Sermaye iktidarı yıllar içinde kapitalistlerin kârı için nehirleri, ormanları, kıyıları, zeytinlikleri ve doğal yaşam alanlarını talana açtı. Karşısına çıkanların itirazlarını ise torba kanunlara eklenen maddelerle aştı. 22 yılda talana açılmadık alan bırakılmadı. Meslek örgütlerinin yetkileri sınırlandırıldı. Kurumların içi boşaltılarak yönetici kadrolar yandaşlarla dolduruldu. İmar afları çıkarıldı, “kamulaştırma” adı altında halkın toprakları gasp edildi. Yargı kararları hiçe sayıldı, “kentsel dönüşüm” denilerek emekçi mahalleleri ranta mahkûm edildi. Ranta-talana karşı çıkanlar anında polis ve jandarma saldırısı ile susturulmak istendi. Bugün, sermaye iktidarının rant-talan politikaları, fiili-meşru mücadelenin zayıf olması ve yeni yasal düzenlemelerle alınan "yetkilere" dayanarak pervasızca hayata geçiriliyor. Bu politikaların faturası ise emekçilere kesiliyor. Yağış, orman yangını, deprem vb. önce emekçilerin ölümüne, evlerini, tarım alanlarını, hayvanlarını kaybetmelerine neden oluyor.
Her yağmurun ardından dereler taşıyor, yollar ve köprüler çöküyor, evler, işyerleri, kamu kurumları sular altında kalıyor; çok sayıda insan ve canlı yaşamını yitiriyor.
Her yaz artan sıcaklıklar hektarlarca ormanlık alan ve ormandaki canlılar yanarak yok oluyor.
Bilim ve tekniğin kurallarına uygun bir yapılaşmayla inşa edilse yıkılmayacak olan binalar depremlerde saniyeler içinde yerle bir oluyor.
Bitmeyen rant döngüsü…
Alınmayan önlemler, rant-talan politikaları sebebiyle doğa olayları büyük bir yıkıma neden oluyor. Sel, yangın, depremlerde sermaye devletinin kurumları üç maymunu oynuyor. Sorumluluğu üzerinden atmak için yalan ve manipülasyona başvuruyor. Sermaye medyası da gerçekleri çarpıtarak emekçileri kandırmaya çalışıyor. Doğanın sürdürülebilirliğini önemsemeyen sermaye, yaşanan afetlerin ardından insanların ve canlıların kurtarılmasına öncelik vermiyor. Hemen yeni rant planlarını hayata geçiriyor. Maraş merkezli depremlerde yaşananlar hafızalardaki yerini koruyor. Enkaz altında yüz binlerce kişi kurtarılmayı, enkazdan sağ çıkabilenler ise su ve gıdayı beklerken, sermaye iktidarı zaman kaybetmeden yıkılan alanları derhal yandaşları için ihaleye açtı.

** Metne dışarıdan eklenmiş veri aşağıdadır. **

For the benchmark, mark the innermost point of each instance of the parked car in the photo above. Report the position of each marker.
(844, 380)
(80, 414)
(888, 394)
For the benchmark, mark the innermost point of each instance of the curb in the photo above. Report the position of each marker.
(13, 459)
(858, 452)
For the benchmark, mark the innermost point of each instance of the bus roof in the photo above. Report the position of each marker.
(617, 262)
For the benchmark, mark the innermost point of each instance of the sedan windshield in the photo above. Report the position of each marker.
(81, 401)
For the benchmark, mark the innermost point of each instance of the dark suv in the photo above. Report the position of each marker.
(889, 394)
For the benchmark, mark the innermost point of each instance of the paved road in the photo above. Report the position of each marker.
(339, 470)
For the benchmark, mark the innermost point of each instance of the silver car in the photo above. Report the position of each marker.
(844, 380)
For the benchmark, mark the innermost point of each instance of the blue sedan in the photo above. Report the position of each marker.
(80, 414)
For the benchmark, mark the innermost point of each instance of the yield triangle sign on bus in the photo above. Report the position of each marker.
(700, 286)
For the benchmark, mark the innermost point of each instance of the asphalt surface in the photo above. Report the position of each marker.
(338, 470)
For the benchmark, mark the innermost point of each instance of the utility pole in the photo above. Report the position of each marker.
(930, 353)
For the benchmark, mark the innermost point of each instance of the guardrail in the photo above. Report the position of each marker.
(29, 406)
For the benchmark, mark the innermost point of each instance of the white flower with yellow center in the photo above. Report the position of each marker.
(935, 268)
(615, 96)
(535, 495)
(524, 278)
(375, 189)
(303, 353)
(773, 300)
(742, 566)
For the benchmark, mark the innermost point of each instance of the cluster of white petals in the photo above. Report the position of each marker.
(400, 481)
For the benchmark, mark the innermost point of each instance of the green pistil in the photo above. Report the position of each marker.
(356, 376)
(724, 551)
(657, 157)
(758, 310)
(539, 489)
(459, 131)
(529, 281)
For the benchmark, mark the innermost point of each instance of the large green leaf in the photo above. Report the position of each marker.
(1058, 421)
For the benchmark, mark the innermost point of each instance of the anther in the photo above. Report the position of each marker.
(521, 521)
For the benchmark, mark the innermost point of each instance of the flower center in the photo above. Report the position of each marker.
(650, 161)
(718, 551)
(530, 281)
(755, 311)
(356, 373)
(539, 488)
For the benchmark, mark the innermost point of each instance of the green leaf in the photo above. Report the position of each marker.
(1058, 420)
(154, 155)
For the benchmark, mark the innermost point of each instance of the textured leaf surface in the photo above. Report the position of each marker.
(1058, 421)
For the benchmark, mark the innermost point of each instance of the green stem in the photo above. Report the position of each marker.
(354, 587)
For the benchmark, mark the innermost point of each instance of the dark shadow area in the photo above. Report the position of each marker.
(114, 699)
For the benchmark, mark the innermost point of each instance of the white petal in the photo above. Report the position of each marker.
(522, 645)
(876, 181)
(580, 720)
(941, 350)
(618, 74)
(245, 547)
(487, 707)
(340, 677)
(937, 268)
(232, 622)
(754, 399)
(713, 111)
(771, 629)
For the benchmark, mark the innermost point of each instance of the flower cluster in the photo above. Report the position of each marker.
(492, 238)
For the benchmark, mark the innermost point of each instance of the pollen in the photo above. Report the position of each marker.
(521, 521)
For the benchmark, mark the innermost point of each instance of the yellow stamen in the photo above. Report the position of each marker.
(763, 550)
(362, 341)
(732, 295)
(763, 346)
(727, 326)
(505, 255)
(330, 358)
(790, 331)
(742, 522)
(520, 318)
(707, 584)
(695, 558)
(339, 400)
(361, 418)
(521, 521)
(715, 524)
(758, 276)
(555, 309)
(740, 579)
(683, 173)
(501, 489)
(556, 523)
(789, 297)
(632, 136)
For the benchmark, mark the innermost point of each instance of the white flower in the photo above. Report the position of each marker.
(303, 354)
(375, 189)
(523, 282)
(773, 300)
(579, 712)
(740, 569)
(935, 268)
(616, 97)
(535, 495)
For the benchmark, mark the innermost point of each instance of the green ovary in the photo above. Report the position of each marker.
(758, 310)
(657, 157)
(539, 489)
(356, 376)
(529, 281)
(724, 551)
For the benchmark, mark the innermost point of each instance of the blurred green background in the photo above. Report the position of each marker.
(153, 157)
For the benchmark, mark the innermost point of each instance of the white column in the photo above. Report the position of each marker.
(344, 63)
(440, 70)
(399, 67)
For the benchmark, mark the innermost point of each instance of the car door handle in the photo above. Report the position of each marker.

Yine 2021’de günlerce süren orman yangınları devam ederken çıkarılan bir yasa ile ormanlık arazilerde yapılaşma yetkisi Turizm Bakanlığı'na verildi. Bu, yangının henüz söndürülmeden bu felaketinin yarattığı fırsatın nasıl anında ranta çevrildiğinin çarpıcı bir örneğidir.
Kastamonu-Bozkurt’taki sel felaketinin başlıca nedenleri HES’ler olmasına rağmen, dönemin Tarım ve Orman Bakanı Bekir Pakdemirli “Genelde HES’ler selin sebebi yerine bana göre mağduru oluyor. HES’ler negatif olarak etkileniyor” sözleriyle sermaye iktidarının önceliklerini itiraf etmişti.
Akdeniz ve Ege’deki orman yangınlarının ardından AKP’li Belediye Başkanı Mehmet Özeren’in “Eski evi olan vatandaşlar keşke bizim de evimiz yansaydı diyecekler” cümlesi de soruna nasıl baktığının bir başka örneğidir. Bu yangınlarda zarar gören köylülere senet imzalatılarak borçlandırılmıştı.
Yaşananlar “doğal afeti” aşan tedbirsizlik, plansızlık, denetimsizlik ve ihmalkârlığın yol açtığı yıkımlardır. Sermaye iktidarının kâr odaklı iklim, çevre ve afet politikaları yıkıma zemin hazırlıyor ardından aynı yıkımı inşaat kapitalistleri için fırsata çevriliyor.
Yıkımları bir kez daha rant çevirmek sermaye iktidarının temel ilkesidir. Yaşanan her felakete “kader” demek, emekçilerin dayanışmasını baltalamak, ırkçı söylemlerle gerçekleri çarpıtmak, emekçileri azarlamak ve en küçük bir sorumluluk almamak, bu kokuşmuş-çürümüş düzenin varlık nedenidir. Bu döngüyü parçalamak, doğa olaylarının felakete dönüşmediği bir düzen inşa etmek ancak emekçilerin bu çürümüş düzene karşı yükselteceği mücadeleyle mümkün olacaktır.